DSCs have several advantages over photovoltaic cells as they work better in low light and are transparent, so can be incorporated in windows or even beach parasols. Hinsch says that large buildings have potentially a huge area to install these cells. 'These solar cells combine aesthetics with energy production,' he adds.

However, problems may still remain for ionic liquids. Ionic liquids' high viscosity, compared with classical molecular solvents, means that pumping large volumes of them about is difficult. 'To get around this problem you need to find clever new ways to do things--new approaches, new materials and that adds cost,' Winterton points out. The other issue is what to do with the ionic liquid once it's served its purpose as recycling them is still problematic.

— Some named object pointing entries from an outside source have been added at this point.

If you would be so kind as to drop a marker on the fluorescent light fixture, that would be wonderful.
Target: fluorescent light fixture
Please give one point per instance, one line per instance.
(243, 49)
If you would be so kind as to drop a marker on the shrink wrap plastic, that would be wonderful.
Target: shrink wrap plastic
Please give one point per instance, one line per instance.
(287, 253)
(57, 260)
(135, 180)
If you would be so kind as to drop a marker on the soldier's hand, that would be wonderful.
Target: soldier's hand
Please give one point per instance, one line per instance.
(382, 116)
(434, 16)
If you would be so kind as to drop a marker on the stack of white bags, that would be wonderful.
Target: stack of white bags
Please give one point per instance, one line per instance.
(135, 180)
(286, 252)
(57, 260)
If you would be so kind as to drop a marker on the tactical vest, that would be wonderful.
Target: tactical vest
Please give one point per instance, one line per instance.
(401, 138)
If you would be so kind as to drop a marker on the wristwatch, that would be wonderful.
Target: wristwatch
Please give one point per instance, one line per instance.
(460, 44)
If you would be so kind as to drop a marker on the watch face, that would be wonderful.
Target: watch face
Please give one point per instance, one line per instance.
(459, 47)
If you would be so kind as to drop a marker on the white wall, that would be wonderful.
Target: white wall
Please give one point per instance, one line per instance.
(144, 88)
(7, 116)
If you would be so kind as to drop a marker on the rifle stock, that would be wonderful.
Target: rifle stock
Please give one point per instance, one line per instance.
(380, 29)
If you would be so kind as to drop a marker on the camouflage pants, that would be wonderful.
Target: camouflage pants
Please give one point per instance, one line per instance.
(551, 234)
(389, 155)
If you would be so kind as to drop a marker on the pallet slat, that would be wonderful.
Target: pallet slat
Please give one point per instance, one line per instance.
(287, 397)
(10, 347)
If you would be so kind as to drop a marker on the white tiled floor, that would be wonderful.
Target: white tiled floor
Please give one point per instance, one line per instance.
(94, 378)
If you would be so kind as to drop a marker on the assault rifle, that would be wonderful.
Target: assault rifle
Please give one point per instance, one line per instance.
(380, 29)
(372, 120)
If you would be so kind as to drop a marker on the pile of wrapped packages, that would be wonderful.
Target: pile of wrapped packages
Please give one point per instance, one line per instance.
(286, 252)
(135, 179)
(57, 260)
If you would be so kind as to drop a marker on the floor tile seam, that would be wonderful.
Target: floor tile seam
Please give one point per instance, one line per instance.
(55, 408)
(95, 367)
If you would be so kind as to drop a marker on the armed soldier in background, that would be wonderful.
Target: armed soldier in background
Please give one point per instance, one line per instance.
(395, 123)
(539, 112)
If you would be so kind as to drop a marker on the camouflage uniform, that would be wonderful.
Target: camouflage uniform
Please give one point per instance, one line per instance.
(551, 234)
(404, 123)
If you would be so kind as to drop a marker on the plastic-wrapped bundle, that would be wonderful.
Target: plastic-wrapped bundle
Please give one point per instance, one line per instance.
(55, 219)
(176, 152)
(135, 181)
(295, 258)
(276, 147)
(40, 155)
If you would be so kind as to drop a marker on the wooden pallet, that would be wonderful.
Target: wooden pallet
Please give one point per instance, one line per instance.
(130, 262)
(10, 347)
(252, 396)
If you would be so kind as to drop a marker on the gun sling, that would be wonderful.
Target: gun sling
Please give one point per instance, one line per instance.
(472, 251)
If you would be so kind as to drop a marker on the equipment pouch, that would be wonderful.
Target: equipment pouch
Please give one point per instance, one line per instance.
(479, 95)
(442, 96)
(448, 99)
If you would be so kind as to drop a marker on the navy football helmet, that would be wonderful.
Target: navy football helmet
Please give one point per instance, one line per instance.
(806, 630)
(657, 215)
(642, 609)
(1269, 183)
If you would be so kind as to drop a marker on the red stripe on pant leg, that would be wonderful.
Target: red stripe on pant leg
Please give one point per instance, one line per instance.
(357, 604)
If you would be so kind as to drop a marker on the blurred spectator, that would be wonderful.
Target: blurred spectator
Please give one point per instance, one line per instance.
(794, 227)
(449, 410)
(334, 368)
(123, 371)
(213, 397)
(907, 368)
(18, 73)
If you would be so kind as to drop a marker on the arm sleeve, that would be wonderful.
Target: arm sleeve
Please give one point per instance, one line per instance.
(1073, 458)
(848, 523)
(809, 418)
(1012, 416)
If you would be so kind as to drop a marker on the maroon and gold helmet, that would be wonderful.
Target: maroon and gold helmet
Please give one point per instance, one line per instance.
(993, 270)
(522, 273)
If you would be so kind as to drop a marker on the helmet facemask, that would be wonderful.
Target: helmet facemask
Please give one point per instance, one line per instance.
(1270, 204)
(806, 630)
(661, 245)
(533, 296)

But Seddon remains upbeat about ionic liquids' potential. 'Wherever a liquid is being used an ionic liquid could be doing the job better,' he says.

Ionic liquids explained

* Ionic compounds like table salt melt at over 800[degrees]C, whereas ionic liquids have melting points below 100[degress]C, And many of the ionic liquids that are piquing chemists' interest are liquid at room temperature.

* The reason they are liquid is the size and shape of their ions. The sodium and chloride ions in table salt are very similar in size and pack together tightly to create a solid crystal. Ionic liquids, on the other hand, are made up of asymmetric ions of varying shapes and sizes and it is this disorganised structure that makes them liquid.